The popular judgment of the matter at the North was largely affected by the belief that the frauds of the Republicans were offset by intimidation on the part of the Democrats. In various parts of the South, notably in Mississippi and South Carolina, and probably in Louisiana, there was a wide terrorizing of the negro Republicans. "One side was about as bad as the other," was a common feeling. A year or two later, the New York Tribune unearthed and translated a number of cipher telegrams, which disclosed that while the dispute over the result was going on, agents high in the confidence of the Democratic leaders made efforts to buy up a returning board or a presidential elector. So both parties were badly smirched, and the election and its sequel furnished one of the most desperate and disreputable passages in American politics.
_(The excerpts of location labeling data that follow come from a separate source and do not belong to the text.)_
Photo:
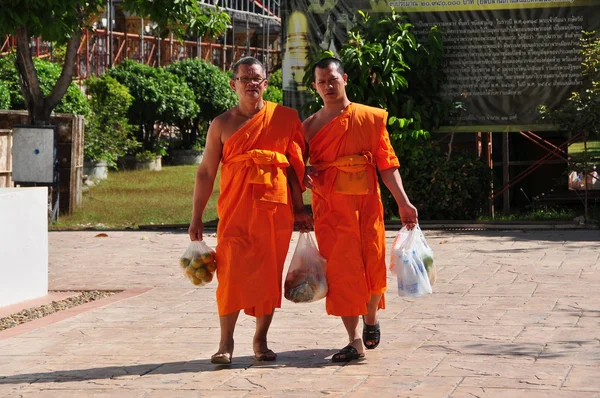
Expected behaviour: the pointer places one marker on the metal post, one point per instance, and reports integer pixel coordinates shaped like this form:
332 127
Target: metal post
505 172
491 166
142 43
232 34
110 29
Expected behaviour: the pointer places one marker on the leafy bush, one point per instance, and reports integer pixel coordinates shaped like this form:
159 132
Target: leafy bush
48 73
388 68
4 96
108 134
274 92
159 97
212 94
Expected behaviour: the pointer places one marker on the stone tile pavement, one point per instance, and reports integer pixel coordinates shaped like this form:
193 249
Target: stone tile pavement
513 314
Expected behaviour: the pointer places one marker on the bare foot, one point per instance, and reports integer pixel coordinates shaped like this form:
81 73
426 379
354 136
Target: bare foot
354 350
223 355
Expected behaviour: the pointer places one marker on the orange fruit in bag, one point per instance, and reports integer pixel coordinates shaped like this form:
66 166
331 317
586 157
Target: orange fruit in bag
207 278
207 257
211 267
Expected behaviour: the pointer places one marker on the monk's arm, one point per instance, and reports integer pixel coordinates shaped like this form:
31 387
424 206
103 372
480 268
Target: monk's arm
296 191
205 178
392 180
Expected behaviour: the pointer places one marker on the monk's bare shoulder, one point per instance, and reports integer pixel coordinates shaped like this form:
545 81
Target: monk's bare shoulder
309 126
223 125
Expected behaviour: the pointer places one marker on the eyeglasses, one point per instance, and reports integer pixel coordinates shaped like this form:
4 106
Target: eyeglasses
246 80
329 82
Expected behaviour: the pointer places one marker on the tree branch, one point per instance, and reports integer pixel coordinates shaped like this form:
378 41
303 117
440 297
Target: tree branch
30 84
66 77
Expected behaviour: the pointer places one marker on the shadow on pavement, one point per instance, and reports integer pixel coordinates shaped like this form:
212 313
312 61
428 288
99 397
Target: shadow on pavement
296 359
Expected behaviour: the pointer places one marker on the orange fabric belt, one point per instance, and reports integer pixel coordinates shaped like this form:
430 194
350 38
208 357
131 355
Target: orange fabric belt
352 173
267 170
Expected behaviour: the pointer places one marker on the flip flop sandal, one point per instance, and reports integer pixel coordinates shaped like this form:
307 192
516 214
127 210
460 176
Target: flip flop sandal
268 355
371 333
346 354
220 359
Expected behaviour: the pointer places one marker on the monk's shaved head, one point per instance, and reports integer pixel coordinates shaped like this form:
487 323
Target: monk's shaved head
247 61
325 62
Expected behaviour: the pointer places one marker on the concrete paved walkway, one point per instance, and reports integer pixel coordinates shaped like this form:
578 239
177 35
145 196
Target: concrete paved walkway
513 314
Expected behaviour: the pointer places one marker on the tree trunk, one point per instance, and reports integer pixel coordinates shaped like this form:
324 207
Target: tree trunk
39 107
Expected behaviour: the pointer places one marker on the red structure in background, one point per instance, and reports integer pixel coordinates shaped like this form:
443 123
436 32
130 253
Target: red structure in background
94 55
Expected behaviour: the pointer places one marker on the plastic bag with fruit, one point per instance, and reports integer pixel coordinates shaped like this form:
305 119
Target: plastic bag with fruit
412 261
306 280
198 263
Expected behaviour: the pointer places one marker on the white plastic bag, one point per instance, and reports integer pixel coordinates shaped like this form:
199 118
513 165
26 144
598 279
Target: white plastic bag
412 260
306 280
198 263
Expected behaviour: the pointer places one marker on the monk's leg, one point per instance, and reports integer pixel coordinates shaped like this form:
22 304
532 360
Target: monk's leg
354 339
261 349
371 320
227 322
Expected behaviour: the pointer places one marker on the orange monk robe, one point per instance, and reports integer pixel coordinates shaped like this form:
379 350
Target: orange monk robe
255 210
347 206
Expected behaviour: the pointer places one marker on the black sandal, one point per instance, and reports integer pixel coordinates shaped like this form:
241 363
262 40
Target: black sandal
346 354
371 333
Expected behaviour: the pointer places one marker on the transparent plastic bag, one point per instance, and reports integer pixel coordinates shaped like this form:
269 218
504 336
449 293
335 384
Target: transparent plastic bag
412 261
198 263
306 280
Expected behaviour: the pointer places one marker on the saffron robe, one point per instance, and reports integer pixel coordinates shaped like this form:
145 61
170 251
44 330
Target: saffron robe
347 206
255 210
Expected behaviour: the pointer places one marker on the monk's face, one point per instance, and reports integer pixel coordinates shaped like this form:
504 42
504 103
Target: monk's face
249 83
330 84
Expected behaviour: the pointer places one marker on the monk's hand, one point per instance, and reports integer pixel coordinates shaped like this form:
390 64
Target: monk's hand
309 173
303 221
196 229
409 215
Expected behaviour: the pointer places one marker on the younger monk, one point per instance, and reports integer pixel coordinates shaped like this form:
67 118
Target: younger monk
347 143
260 146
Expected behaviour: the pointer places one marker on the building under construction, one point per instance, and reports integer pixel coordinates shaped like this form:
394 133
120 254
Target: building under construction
255 30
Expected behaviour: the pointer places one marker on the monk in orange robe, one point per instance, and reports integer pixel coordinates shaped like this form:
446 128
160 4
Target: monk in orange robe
260 146
348 143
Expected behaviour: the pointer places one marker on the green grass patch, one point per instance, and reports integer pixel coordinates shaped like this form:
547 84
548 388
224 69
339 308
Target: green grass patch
128 199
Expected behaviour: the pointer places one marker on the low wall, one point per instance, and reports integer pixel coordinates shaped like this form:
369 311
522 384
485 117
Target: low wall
23 244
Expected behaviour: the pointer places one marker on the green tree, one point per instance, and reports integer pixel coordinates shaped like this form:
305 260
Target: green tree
62 21
4 96
212 93
389 68
274 91
579 114
48 73
158 97
108 134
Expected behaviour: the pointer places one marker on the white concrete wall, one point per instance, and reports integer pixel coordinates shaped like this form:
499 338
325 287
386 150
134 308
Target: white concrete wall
23 244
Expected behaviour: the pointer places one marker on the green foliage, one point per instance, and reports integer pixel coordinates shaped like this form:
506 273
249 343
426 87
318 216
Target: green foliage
108 134
580 112
159 97
212 95
48 73
274 92
454 189
388 68
4 96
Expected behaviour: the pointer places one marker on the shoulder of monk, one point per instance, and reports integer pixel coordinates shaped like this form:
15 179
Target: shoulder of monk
286 111
369 113
371 110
Yet the better sentiment of the country, triumphant in the creation of the commission, but baffled by its partisan action, shone clear again when the decision was deliberately and calmly accepted by the beaten party. Congress had reserved to itself the power to reverse by a concurrent vote of both Houses the commission's decision upon any State. But each decision was accepted by a party vote, except that in the case of Louisiana two Massachusetts Republicans, Julius H. Seelye and Henry L. Pierce, spoke and voted against their party. But when the final count gave a majority to Hayes, the formal declaration of the result was supported by all save about eighty irreconcilables, chiefly Northern Democrats, who were overborne in a stormy night session. It had become simply a question between order and anarchy, and the party of order, by a strange chance, was led for the occasion by Fernando Wood, the "copperhead" of earlier days. For the body of the Southern Democrats, Henry Watterson spoke manly words, accepting the inevitable with resolution and dignity. But among the influences that weighed with the Southern Congressmen was the assurance from Hayes's friends that as President he would make an end of military interference in the South. In the giving of the assurance there was nothing unworthy, for the withdrawal of the troops was dictated by the whole logic of recent events, and was in keeping with Hayes's convictions.

So, quickly following the inauguration of President Hayes came the withdrawal of the blue-coats from South Carolina and Louisiana and the Republican State governments tumbled like card houses. Nicholls took the governorship in New Orleans and Hampton in Columbia. But it was not by this act alone that the new President inaugurated a new rÉgime. He called to his Cabinet as postmaster-general, David M. Key, of Tennessee, who had fought for the Confederacy. Schurz, liberal and reformer of the first rank, was given the department of the interior. Evarts in the State department; Devens, of Massachusetts, as attorney-general; Sherman in the treasury, to complete the work of resumption; McCrary, of Iowa, and Thompson, of Indiana, for the war and navy; and Blaine, Morton, Conkling, Chandler,—nowhere. The administration went steadily on its way, little loved by the old party chiefs; under some shadow from the character of its title; but doing good work, achieving resumption of specie payments; ending the administrative scandals which had grown worse to the end of Grant's term; reforming the civil service. It was a peaceful and beneficent revolution, and in its quiet years the Southern turmoils subsided, and for better or for worse South Carolina and Mississippi worked out their own way as New York and Ohio worked out theirs.